Un manojo de ramas de roble aporta la fuerza que la naturaleza ha conferido a árboles majestuosos y poderosos, que crecen a través de generaciones, guardando en sus anillos los secretos de siglos. Proporciona placer en la sauna; un maestro sabe cómo elaborar un cepillo de baño de roble, el momento preciso para cortar las ramas y cómo proteger el árbol para que sigan brotando retoños fuertes, con los que tejerá otro regalo para los amantes del baño de vapor.

Los mejores haces de roble se elaboran con ramas de árboles viejos, endurecidas por el viento y las heladas. Los recolectores conservan árboles jóvenes, de menos de cinco años. Las ramas se recolectan en dos momentos: cuando los pastos de los prados están en plena floración y con las primeras heladas del invierno, cuando los robles aún no han perdido sus hojas.

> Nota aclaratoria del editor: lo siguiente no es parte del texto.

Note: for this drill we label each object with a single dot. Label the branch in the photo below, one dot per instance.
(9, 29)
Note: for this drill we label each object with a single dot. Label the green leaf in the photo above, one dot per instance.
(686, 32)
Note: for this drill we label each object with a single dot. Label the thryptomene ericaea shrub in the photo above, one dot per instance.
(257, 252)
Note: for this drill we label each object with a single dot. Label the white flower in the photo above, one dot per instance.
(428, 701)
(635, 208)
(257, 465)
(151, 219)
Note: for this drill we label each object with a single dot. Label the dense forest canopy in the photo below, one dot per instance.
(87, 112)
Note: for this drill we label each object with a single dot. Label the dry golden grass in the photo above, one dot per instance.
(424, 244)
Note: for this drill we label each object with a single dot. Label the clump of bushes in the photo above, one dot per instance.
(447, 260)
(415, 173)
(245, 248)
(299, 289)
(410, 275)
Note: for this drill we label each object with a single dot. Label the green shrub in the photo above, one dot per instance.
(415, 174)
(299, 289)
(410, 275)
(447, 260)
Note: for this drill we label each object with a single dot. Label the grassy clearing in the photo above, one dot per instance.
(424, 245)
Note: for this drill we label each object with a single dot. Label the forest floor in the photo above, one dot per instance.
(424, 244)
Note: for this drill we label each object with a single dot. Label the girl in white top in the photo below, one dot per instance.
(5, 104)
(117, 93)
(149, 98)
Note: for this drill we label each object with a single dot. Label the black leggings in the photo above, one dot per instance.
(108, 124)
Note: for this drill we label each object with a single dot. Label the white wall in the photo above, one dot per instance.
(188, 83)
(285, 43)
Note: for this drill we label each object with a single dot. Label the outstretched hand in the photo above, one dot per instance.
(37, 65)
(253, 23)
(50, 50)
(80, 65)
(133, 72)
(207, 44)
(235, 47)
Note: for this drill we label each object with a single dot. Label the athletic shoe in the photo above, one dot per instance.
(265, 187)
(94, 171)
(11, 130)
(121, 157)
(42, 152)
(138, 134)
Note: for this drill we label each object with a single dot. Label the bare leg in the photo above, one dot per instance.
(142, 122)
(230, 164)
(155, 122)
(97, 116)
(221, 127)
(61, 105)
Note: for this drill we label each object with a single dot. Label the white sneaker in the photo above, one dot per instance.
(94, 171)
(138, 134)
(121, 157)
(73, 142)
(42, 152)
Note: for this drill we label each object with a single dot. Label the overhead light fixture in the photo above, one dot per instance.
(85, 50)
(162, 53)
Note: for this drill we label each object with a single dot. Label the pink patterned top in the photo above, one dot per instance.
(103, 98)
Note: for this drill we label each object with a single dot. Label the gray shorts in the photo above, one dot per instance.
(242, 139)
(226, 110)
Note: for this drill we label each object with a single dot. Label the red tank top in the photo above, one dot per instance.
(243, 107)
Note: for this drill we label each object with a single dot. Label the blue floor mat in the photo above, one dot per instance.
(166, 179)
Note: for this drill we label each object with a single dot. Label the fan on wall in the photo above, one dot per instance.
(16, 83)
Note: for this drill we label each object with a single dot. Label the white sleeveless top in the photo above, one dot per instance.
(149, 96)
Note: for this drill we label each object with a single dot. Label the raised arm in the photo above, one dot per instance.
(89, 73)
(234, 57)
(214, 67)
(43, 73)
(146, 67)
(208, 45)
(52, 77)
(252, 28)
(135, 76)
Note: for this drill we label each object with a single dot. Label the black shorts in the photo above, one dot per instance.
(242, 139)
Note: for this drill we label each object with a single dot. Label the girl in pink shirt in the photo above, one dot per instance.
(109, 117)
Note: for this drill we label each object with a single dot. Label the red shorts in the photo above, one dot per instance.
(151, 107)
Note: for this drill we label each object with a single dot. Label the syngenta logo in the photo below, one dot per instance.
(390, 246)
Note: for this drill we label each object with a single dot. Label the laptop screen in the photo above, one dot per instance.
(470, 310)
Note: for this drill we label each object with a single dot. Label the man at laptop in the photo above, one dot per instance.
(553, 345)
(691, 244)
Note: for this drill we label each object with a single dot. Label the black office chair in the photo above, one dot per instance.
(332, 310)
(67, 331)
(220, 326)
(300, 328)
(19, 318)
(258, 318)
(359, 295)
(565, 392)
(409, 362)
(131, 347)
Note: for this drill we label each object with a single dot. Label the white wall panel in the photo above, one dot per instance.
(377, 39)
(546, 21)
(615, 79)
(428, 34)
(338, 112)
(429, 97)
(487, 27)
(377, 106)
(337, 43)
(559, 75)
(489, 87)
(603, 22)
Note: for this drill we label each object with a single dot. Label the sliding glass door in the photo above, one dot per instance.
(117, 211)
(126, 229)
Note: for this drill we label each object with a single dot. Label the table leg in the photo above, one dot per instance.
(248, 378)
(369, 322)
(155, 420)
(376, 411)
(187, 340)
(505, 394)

El roble de invierno se considera el más beneficioso para el ser humano, ya que adquiere fuerza y ​​resistencia en el ambiente cálido y húmedo.

¡Interesante! Las escobas de alta calidad se fabrican con diferentes tipos de roble: roble de invierno, roble pedunculado y roble de montaña. Estas son las principales especies de roble que se encuentran en Rusia. Los densos bosques albergan árboles de trescientos años, y las ramas de estos robles aportan la mayor resistencia y salud.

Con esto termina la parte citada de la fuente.